No podían hablar demasiado de política por la veda electoral. Y sin embargo algunas veces el periodista Jorge Lanata y la conductora Mirtha Legrand pisaron la banquina. El periodista fue el único invitado de la diva al programa del sábado a la noche.

Como la política no era el tema excluyente, se dieron tiempo para hablar de otras cuestiones, como por ejemplo la información que dio Lanata en su último libro, acerca de que se enteró de grande que era adoptado. “Fue lo más importante que me pasó el año pasado, enterarme de eso”, aseguró. “Nunca sospeché”, confesó, y contó por qué decidió incluir este aspecto tan personal en el libro. “Cuando empiezo a escribir algo necesito arrancar con algún hecho relevante y cierto, y a mí lo más importante que me pasó el año pasado fue eso”.

“Mi tía me confirmó que era adoptado”, relató. Fue su ex mujer, Sara Stewart Brown, quién le contó que se había enterado de esto a través de una prima de él, que había escuchado a su padre hablar de la adopción cuando era pequeña. “Lo que es raro es que todos sabían y yo no, eso sí me jode. Mis primos, mis tíos, todos sabían. Pero la realidad es que pasó en una época en donde ocultar cosas dentro de la familia era relativamente normal”.

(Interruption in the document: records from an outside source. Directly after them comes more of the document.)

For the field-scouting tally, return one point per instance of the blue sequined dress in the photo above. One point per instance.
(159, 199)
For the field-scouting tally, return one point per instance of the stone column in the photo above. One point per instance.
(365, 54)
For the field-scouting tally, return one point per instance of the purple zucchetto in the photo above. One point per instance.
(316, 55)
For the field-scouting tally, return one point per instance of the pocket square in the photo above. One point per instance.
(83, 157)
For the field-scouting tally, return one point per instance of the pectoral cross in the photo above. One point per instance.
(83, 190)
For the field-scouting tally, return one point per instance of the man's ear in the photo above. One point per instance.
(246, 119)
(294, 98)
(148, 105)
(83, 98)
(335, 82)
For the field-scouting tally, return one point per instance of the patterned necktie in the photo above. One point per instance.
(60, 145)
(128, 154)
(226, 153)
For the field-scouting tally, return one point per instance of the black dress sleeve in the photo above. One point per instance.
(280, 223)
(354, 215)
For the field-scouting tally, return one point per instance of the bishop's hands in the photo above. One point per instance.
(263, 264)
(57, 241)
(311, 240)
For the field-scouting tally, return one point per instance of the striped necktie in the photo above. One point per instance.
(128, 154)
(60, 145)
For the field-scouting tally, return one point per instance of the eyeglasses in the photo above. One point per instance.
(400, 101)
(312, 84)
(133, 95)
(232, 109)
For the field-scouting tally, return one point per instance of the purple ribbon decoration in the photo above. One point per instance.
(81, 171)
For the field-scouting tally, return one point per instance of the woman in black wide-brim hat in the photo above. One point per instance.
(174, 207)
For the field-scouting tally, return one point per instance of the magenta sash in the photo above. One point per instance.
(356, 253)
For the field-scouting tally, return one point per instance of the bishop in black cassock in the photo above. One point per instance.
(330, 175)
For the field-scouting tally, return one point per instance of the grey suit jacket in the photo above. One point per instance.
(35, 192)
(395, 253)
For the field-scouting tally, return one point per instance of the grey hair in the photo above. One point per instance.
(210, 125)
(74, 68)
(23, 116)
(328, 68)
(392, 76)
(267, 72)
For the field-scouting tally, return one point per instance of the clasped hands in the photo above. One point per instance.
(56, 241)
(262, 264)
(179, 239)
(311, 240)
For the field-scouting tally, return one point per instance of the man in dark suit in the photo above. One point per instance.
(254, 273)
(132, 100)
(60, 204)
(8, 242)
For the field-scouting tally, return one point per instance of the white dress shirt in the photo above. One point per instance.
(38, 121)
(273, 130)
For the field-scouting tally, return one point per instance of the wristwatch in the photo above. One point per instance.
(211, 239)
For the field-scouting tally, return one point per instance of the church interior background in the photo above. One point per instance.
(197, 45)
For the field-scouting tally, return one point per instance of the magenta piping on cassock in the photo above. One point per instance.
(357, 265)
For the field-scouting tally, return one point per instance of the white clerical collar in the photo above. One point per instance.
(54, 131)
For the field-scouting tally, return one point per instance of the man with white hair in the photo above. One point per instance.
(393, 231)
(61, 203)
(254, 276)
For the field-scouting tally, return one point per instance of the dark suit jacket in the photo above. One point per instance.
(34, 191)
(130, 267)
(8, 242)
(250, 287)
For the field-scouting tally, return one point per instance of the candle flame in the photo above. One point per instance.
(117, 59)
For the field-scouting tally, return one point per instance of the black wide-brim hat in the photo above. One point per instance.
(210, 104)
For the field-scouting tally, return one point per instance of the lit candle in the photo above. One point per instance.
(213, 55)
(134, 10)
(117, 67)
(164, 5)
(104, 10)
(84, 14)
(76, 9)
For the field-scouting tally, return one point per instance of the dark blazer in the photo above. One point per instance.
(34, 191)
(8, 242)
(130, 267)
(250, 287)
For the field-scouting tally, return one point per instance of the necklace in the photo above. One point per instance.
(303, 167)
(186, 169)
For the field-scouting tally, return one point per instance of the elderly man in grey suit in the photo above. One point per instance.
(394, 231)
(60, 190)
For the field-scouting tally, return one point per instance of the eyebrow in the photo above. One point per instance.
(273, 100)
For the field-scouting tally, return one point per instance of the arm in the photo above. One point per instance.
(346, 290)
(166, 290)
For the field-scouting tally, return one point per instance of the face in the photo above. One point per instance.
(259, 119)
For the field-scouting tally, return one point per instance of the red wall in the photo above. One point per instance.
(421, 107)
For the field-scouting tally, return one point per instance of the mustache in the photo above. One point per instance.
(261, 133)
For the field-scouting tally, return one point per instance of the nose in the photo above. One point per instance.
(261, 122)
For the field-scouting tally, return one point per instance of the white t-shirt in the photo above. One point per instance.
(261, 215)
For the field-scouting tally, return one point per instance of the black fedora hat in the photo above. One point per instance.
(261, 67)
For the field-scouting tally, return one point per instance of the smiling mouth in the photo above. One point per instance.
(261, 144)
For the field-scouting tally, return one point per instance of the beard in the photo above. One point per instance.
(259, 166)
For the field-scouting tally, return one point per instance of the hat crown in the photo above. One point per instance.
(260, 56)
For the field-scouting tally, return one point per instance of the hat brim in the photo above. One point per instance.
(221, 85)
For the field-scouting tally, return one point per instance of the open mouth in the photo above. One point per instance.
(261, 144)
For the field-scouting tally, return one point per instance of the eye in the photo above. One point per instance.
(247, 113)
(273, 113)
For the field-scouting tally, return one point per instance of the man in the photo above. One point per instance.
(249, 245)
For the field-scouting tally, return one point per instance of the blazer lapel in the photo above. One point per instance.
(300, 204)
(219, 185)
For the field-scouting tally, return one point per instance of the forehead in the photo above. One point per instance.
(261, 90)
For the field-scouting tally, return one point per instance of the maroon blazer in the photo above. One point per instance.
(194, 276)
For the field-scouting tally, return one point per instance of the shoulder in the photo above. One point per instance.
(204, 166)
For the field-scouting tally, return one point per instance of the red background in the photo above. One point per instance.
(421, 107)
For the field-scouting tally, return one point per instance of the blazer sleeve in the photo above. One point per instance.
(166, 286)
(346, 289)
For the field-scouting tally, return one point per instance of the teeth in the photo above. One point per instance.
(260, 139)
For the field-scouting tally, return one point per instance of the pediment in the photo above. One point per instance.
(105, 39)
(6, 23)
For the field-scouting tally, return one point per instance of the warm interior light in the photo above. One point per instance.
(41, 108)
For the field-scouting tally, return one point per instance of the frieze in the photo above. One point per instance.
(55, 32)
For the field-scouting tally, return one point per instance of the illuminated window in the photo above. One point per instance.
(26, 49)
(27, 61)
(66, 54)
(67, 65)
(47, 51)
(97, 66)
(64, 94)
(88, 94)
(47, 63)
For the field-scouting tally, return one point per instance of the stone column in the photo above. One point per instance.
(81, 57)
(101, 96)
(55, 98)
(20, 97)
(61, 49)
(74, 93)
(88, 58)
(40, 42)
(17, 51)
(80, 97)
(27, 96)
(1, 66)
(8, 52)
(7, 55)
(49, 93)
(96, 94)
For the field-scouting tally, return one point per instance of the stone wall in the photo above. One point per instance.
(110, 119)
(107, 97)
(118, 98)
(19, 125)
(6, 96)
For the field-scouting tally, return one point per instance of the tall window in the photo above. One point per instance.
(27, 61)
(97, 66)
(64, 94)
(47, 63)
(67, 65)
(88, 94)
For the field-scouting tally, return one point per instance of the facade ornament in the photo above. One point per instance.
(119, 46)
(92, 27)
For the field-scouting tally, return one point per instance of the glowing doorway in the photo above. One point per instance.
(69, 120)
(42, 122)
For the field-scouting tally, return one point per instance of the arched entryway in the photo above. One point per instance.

A pesar de su interés constante por investigar hechos de la realidad, Lanata le contó a la conductora que nunca se propuso averiguar más sobre su familia biológica. “No quise investigar nada, a esta altura… ¿para qué?. ¿Saber de donde vengo? Ya no vengo, soy. ¿Qué me cambiaría?”.

Lanata aprovechó la cena para hablar de su infancia. “A mí me adoptan y caigo en una casa en donde la madre se enferma y no habla por 40 años”, relató. El periodista le confesó a la conductora que siempre quiso mucho a su mamá, aunque por su enfermedad no tenían mucho diálogo.

También reveló que durante su infancia sufrió bullying por parte de sus compañeros en la escuela. “En el colegio siempre te cargan. Yo era gordito, estudioso, todo mal. Además mi mamá estaba enferma y por eso mis viejos no iban al colegio, era el candidato ideal, pero no lo viví de forma trágica”. También contó que trabajar desde chico lo ayudó a no preocuparse por lo que decían sobre él. “Yo fui hombre de golpe, a los 14 ya estaba trabajando y vivía como un tipo grande, cobraba un sueldo y viajaba”.